このクラスはとくにMTが楽しい。優れた小回り性能活かして街中をキビキビ。オシャレ。


※画像クリックで拡大表示します。

 もともとフランス車のデザインはユニークだった。でも、中身は必ずしも外観と一致しなかった。トゥインゴもそう。初代(1992年)のデザインはユニークを通り越して、当時としては度肝を抜くほどだった(ホンダのトゥデイに似ていた)。対して2代目(2007年)はかなりおとなしい。そしてこの3代目。デザイン的には、このあたりがほどよいセンか。
 個人的にはトゥインゴ、興味がないわけではなかった。しかし、デュアルクラッチを使ったモデル(2ペダル)に乗って興味が失せた。ギクシャクしてドライビングがあまり楽しくない。ただ、MTが当然のヨーロッパでは評価が高かった。要するにMTのように乗ればいいのだ。アップではアクセルを少し戻してとか──そうすれば不満は出ない。AT免許で乗れるのも魅力だ。
 キーを捻って始動する。最近、キー式は珍しい。内装はブラックと一部カラーが組み合わされる。センスがいい。メーターはスピードのみだが、大きくて見やすい。最初はタコメーターくらいはと思ったが、実際これで不便はない。何でも追加したがる近頃のクルマとは反対のポリシーだ。思い切りがいい。
 エンジンは3気筒。6速EDC(エフィシェント・デュアル・クラッチ)車が0.9ℓターボ、5速MT車は1ℓ。試乗にはEDCの方を選んだ。3代目トウィンゴの特徴はルノー久々のRR(後輪駆動)車であること、プラットフォームもエンジンもメルセデスのスマートと共用すること。
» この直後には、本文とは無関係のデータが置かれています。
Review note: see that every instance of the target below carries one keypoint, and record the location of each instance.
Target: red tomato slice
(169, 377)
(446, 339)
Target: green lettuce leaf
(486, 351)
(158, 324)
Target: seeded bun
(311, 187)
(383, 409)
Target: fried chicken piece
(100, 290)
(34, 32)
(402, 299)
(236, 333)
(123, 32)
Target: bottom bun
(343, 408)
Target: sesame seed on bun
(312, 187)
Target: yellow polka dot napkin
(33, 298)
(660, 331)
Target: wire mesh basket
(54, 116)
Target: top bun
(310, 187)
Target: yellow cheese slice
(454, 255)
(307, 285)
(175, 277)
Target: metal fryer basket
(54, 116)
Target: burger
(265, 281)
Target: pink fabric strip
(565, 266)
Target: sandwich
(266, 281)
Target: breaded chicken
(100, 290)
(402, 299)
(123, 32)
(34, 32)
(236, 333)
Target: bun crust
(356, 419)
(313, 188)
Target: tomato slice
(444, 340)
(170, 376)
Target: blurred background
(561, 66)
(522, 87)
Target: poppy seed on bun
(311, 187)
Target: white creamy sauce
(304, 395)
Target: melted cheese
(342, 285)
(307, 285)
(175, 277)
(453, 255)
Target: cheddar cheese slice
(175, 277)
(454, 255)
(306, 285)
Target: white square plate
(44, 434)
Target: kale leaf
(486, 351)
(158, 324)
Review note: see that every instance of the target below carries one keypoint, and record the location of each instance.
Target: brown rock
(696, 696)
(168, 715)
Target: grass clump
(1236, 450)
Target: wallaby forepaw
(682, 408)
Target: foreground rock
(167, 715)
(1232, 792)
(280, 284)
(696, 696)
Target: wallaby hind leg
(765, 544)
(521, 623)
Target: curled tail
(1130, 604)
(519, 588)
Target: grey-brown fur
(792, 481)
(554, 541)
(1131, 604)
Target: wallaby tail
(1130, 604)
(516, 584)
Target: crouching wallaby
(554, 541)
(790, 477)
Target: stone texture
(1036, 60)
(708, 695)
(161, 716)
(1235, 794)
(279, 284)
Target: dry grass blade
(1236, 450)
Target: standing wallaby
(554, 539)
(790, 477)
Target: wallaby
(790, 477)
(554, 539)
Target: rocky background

 スマートが郊外も意識しているのに対してトウィンゴは活躍の場をパリに絞る。と言っても大きな違いはない。乗り心地はトウィンゴの方がソフトだ。RRのおかげもあってステアリングは軽い。しかもよく切れる。小回りがきき、Uターンもしやすい。だから街中でも乗りやすい。ボンネットの下にはウインドー液などが収まり荷室には使えない。
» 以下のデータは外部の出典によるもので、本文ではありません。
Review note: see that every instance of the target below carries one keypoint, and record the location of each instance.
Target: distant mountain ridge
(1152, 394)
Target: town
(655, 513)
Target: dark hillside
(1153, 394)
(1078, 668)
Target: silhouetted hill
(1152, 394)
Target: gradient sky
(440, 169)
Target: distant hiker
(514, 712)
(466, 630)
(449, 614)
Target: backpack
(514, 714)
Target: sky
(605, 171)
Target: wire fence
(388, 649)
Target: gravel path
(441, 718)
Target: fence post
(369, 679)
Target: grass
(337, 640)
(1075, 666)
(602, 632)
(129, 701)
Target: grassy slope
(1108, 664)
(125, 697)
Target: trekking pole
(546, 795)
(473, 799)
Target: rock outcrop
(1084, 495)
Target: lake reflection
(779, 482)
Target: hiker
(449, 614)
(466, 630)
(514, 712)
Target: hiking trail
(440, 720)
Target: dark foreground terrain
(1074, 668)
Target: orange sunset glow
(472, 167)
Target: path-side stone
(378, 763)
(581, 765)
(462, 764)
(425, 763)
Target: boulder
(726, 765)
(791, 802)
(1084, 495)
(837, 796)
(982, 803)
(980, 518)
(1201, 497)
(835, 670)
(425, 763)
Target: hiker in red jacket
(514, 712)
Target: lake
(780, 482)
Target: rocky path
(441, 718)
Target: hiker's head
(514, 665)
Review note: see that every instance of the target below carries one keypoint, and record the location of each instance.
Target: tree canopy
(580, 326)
 エンジン音はドライバーの耳にはあまり入ってこない。RRの利点のひとつか。発進時は少しもたつくが、いったんスピードに乗れば全く問題はない。ターボラグもあまり気にならない。
 で、問題のEDC。劇的に改良されたわけではないが、ギクシャク感が少し減った。あえて言えば発進のごく初期に少々、1速から2速への変速時にたまに出る。大人しく乗ればAT車として文句は出まい。スタイルも含めて楽しいクルマだ。
 価格はZEN・MTが171万円、ZEN・EDCが180万円、インテンスが189万円、インテンス・キャンバストップが199万円。全車200万円以下。戦略的価格設定だろう。